If you come to the decision to buy or sell most mutual funds, you could wake up in the morning, contact the fund company or your adviser, process the transaction, and then wait until the end of the day to find out the price you got on the trade.
It's been a longstanding complaint that some investors have about funds; try to bail out at the start of a day when the market is cratering, and you're still strapped in until trading ends, when the fund company prices the fund and makes all transactions for the day.
That may be changing.
Rydex Investments has priced its mutual funds twice a day for about the last six years, but the intra-day pricing was available only for customers making trades directly with Rydex. Last week, Rydex announced that it would be offering twice-a-day pricing to brokerage customers, a move that will expose many more fund investors to intra-day fund prices.
The question for many industry watchers is whether Rydex will be one of few practitioners to take the step, or if intra-day pricing will become more common as the mutual fund world steps up competition with exchange-traded funds.
The timing of the Rydex move is curious because it takes place just months after Fidelity Investments gave up on hourly pricing for its line of Select sector funds, noting that the more regular pricing option was not a big feature for investors.

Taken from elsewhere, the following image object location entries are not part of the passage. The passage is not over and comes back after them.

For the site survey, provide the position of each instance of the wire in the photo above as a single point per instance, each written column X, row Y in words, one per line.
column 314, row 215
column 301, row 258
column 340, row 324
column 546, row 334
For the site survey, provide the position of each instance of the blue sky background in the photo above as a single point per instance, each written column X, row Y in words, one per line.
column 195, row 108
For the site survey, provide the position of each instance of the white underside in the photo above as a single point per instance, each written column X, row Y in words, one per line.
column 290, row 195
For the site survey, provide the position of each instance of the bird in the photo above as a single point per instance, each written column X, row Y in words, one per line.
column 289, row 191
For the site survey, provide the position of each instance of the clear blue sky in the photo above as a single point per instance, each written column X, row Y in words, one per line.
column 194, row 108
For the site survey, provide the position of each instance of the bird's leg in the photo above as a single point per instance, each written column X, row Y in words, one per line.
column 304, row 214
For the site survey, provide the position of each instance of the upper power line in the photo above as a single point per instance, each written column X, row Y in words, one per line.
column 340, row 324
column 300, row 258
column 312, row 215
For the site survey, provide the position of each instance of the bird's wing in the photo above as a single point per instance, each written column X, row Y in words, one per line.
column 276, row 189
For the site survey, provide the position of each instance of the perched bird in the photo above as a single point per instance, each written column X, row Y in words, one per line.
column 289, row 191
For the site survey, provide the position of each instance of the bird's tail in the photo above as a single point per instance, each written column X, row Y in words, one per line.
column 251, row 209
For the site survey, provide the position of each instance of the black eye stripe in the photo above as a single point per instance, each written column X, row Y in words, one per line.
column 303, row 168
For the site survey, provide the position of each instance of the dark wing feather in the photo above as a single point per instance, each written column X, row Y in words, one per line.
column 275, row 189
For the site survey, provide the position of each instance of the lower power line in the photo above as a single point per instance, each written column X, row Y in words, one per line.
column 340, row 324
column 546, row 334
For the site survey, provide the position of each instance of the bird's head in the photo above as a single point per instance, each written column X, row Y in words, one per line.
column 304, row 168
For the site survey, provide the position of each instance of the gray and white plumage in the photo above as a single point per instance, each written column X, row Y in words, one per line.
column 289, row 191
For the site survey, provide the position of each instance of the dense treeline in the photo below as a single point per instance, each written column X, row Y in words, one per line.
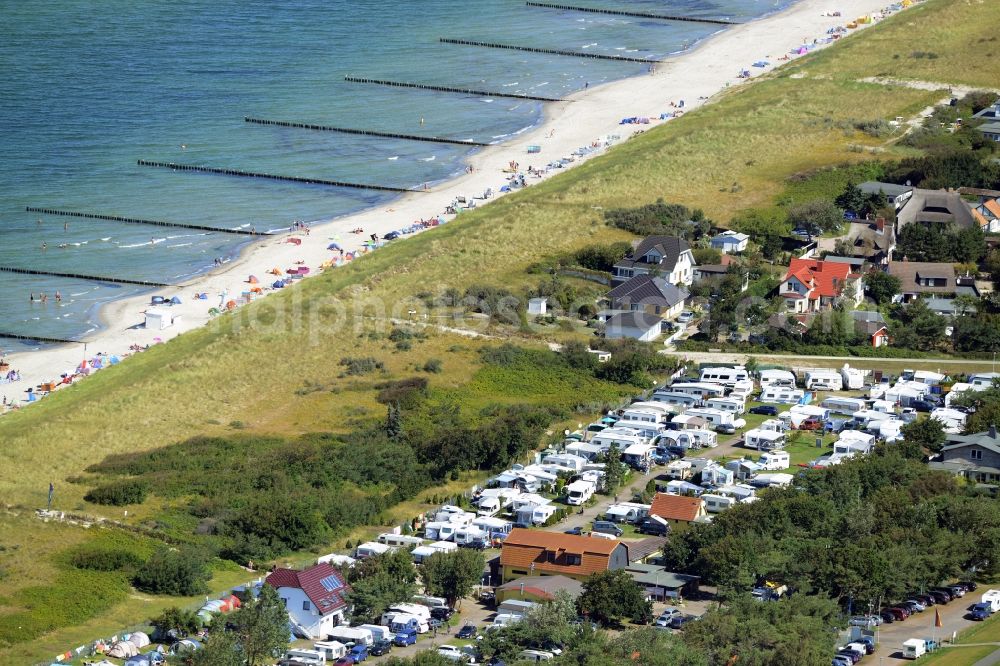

The story is a big deal, however, because of the emergence of exchange-traded funds, which essentially are index funds that trade like stocks, allowing moment-by-moment pricing. ETFs, effectively, are built to be trading vehicles, where a matter of moments or hours may make a big difference on the results of pursuing a short-term tactical allocation strategy. Mutual funds traditionally have been long-term vehicles, where a few hours in limbo becomes inconsequential for an investor who holds the fund for years or decades.
The primary perceived advantages for ETFs have always been low costs and the ability to trade like a stock, along with some secondary tax considerations. The ETF industry has been working to develop actively managed ETFs, which effectively would be like traditional, managed mutual funds except trading on the exchange platform.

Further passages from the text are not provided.